Weston, a seventh- grader at Randall G. Lynch Middle School, won the spelling bee on Jan. 14 with the word “phonograph,” but he said some of the harder words he spelled out during the contest were “mayonnaise” and “stollen.”
Weston has represented a Farm- ington school at the county spelling bee since he was in third grade. His first year he won the spelling bee for Jerry “Pop” Williams Elementary School and advanced to the countywide contest.
The next two years, he competed as the representative for Ledbetter Intermediate and then in sixth and seventh grades, he won the middle school competition to advance to the next level.
Last year, Weston came in third place. His highest placement before then was probably 10th place, he said.

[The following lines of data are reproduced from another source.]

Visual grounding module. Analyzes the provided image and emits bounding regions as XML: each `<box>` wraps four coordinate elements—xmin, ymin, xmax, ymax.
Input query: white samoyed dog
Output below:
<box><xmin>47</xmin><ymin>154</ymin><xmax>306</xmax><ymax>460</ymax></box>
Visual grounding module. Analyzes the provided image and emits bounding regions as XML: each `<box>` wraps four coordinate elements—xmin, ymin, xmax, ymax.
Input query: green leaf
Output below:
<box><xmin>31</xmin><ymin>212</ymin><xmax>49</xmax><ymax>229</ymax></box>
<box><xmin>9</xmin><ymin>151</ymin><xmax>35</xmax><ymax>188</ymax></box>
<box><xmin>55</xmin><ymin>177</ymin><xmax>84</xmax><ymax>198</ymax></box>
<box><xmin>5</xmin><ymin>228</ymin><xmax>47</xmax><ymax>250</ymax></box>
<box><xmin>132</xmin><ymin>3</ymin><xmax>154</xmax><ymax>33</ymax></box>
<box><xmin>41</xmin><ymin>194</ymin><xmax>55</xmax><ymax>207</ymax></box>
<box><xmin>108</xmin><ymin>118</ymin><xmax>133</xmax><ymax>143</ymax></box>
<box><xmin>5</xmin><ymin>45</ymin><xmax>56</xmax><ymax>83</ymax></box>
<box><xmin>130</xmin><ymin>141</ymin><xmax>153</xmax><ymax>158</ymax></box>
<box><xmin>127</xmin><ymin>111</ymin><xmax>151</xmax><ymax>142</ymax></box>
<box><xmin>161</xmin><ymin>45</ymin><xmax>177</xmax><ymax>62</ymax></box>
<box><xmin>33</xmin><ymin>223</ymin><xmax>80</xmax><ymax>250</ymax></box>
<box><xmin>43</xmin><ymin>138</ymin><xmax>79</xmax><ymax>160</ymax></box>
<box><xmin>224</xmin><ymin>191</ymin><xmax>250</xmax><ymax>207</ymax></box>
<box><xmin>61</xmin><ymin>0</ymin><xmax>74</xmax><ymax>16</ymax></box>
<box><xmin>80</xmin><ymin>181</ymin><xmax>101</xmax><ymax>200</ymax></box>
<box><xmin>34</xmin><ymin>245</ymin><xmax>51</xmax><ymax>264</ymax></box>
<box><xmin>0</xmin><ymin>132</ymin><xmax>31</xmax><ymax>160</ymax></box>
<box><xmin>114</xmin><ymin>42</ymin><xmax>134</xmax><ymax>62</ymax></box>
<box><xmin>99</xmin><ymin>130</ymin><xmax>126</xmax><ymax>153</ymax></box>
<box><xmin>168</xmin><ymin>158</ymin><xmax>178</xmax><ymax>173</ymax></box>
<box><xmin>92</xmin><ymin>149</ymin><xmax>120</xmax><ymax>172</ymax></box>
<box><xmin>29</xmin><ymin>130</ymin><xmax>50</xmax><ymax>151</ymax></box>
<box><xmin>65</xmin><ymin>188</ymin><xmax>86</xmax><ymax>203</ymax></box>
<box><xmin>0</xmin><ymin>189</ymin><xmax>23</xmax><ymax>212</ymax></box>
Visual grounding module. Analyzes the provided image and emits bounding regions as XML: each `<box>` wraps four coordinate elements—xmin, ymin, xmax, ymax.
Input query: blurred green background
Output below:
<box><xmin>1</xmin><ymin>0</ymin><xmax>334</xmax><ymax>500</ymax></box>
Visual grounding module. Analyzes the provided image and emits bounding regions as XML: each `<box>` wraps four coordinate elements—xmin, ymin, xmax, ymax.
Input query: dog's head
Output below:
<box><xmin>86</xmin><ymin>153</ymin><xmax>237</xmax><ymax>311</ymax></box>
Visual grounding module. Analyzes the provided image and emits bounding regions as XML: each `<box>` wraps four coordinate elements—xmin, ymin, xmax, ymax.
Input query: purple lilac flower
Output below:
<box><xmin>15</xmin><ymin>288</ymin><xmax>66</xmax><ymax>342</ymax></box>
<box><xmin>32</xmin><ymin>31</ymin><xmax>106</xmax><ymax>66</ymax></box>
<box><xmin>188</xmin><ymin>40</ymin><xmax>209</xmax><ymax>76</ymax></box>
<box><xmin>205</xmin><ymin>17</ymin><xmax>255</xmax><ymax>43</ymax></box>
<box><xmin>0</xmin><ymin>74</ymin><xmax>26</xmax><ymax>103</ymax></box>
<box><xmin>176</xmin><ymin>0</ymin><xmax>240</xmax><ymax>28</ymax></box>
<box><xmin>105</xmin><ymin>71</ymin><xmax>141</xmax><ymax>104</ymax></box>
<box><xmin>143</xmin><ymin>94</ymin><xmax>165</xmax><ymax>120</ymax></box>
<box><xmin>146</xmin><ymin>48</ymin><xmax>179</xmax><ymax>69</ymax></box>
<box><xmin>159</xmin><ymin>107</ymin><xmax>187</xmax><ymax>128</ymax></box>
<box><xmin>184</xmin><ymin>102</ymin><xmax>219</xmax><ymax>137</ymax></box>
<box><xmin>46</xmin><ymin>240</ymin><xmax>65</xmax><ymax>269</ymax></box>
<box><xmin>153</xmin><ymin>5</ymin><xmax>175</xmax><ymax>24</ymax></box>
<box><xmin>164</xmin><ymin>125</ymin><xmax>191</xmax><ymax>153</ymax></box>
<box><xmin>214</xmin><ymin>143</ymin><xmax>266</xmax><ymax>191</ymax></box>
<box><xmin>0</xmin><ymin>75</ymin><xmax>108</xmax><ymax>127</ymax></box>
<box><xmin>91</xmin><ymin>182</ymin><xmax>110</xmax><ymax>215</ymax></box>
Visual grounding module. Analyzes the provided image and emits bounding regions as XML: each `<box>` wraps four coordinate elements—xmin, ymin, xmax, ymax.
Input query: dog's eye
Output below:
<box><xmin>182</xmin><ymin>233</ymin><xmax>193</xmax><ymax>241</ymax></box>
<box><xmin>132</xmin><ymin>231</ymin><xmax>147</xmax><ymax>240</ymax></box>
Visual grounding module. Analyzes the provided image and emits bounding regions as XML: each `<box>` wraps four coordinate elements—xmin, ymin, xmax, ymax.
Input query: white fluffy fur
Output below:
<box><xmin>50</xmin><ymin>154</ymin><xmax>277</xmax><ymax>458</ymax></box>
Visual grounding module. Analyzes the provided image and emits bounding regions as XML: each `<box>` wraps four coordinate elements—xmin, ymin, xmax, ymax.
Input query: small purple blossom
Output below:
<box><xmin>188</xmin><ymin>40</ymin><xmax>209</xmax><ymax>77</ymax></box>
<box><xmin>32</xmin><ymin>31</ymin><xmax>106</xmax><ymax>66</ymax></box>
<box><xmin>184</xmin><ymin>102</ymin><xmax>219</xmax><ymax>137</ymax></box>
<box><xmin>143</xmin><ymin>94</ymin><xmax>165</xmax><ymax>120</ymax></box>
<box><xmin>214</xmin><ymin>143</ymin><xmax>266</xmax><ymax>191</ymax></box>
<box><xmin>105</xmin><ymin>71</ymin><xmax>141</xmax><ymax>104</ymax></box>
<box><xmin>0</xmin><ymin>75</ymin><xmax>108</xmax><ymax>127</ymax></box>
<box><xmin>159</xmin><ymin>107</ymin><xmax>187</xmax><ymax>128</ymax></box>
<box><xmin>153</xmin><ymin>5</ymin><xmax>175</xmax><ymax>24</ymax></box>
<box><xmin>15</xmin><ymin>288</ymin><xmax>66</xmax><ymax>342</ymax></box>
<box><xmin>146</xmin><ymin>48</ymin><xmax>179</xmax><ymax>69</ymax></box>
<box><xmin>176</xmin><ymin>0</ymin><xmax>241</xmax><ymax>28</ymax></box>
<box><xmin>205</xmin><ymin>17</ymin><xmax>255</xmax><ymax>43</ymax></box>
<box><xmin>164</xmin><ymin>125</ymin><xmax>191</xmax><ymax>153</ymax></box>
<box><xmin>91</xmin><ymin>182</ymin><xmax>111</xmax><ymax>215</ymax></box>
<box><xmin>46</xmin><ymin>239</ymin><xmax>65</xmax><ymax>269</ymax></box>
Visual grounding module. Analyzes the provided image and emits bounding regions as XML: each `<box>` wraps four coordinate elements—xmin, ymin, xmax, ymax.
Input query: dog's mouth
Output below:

Terry Lakey, principal, said this is the first time a middle school student has won the county spelling bee and he doesn’t remember anyone winning it from another Farmington school. Lakey has been at the middle school since it opened in 2000.
Lakey said the winner’s school gets the opportunity to host the next county spelling bee so Lynch Middle School will have that honor in 2018.
“He worked really hard for it,” Lakey said. “Weston is a good student and this was a goal of his.
He did it. He brought it home.”
Weston said his mom quizzes him from a list of more than 1,000 words given to students to study each year for the spelling bee. Words are taken from this list for the competition but if the contestants go through all the words, then they go off-list, he said.
For 2017, 43 students competed through 46 rounds and they went through all the words on the published list. Weston said his winning word did not come from the published list.
Weston said he has always liked spelling and has been good at it but believes he’s become better by studying the spelling words for the contest. He also likes to read and play baseball. His favorite subject in school is math.
Next up, Weston will compete in the Arkansas Spelling Bee on March 4 at University of Central Arkansas in Conway. But he’s also looking past the state contest and said he hopes to be able to win the county spelling bee again in 2018.